MLGO: a Machine Learning Guided Compiler Optimizations Framework
Mircea Trofin (1), Yundi Qian (1), Eugene Brevdo (1), Zinan Lin (2),, Krzysztof Choromanski (1), David Li (1) ((1) Google, Inc., (2) Carnegie, Mellon University)

TL;DR
MLGO introduces a systematic framework for integrating machine learning into industrial compilers, demonstrated by replacing heuristics with learned models in LLVM, achieving size reductions and good generalization in real-world scenarios.
Contribution
This work presents the first full integration of machine learning techniques into a complex, real-world compiler pass, specifically LLVM's inlining optimization.
Findings
Achieved up to 7% size reduction compared to LLVM -Oz.
Models trained on one corpus generalize well to diverse real-world targets.

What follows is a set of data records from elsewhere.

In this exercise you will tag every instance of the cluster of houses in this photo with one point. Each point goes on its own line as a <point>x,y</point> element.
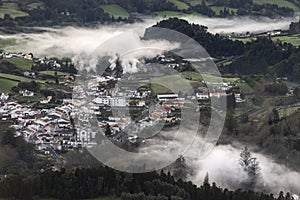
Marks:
<point>49,129</point>
<point>5,54</point>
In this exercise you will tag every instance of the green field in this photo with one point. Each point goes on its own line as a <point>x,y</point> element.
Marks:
<point>14,77</point>
<point>21,78</point>
<point>12,9</point>
<point>293,39</point>
<point>6,85</point>
<point>218,8</point>
<point>193,2</point>
<point>21,63</point>
<point>6,43</point>
<point>179,4</point>
<point>281,3</point>
<point>115,10</point>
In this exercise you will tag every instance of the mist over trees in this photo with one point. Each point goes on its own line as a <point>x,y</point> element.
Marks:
<point>251,166</point>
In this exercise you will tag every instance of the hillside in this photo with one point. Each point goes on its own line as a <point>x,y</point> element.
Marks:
<point>51,12</point>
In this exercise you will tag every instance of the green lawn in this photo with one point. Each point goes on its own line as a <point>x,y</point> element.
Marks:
<point>218,8</point>
<point>115,10</point>
<point>282,3</point>
<point>6,85</point>
<point>12,9</point>
<point>179,4</point>
<point>21,63</point>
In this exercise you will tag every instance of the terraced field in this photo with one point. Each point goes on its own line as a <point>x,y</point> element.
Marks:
<point>281,3</point>
<point>217,9</point>
<point>6,85</point>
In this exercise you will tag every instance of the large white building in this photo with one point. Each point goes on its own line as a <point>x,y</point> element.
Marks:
<point>111,101</point>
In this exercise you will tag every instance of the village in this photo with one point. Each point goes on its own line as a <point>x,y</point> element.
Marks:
<point>65,125</point>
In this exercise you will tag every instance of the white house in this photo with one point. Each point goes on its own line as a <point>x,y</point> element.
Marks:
<point>166,97</point>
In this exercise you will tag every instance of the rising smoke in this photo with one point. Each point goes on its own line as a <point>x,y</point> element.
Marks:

Demonstrated successful integration of ML techniques in an industrial compiler setting.
Abstract
Leveraging machine-learning (ML) techniques for compiler optimizations has been widely studied and explored in academia. However, the adoption of ML in general-purpose, industry strength compilers has yet to happen. We propose MLGO, a framework for integrating ML techniques systematically in an industrial compiler -- LLVM. As a case study, we present the details and results of replacing the heuristics-based inlining-for-size optimization in LLVM with machine learned models. To the best of our knowledge, this work is the first full integration of ML in a complex compiler pass in a real-world setting. It is available in the main LLVM repository. We use two different ML algorithms: Policy Gradient and Evolution Strategies, to train the inlining-for-size model, and achieve up to 7\% size reduction, when compared to state of the art LLVM -Oz. The same model, trained on one corpus,…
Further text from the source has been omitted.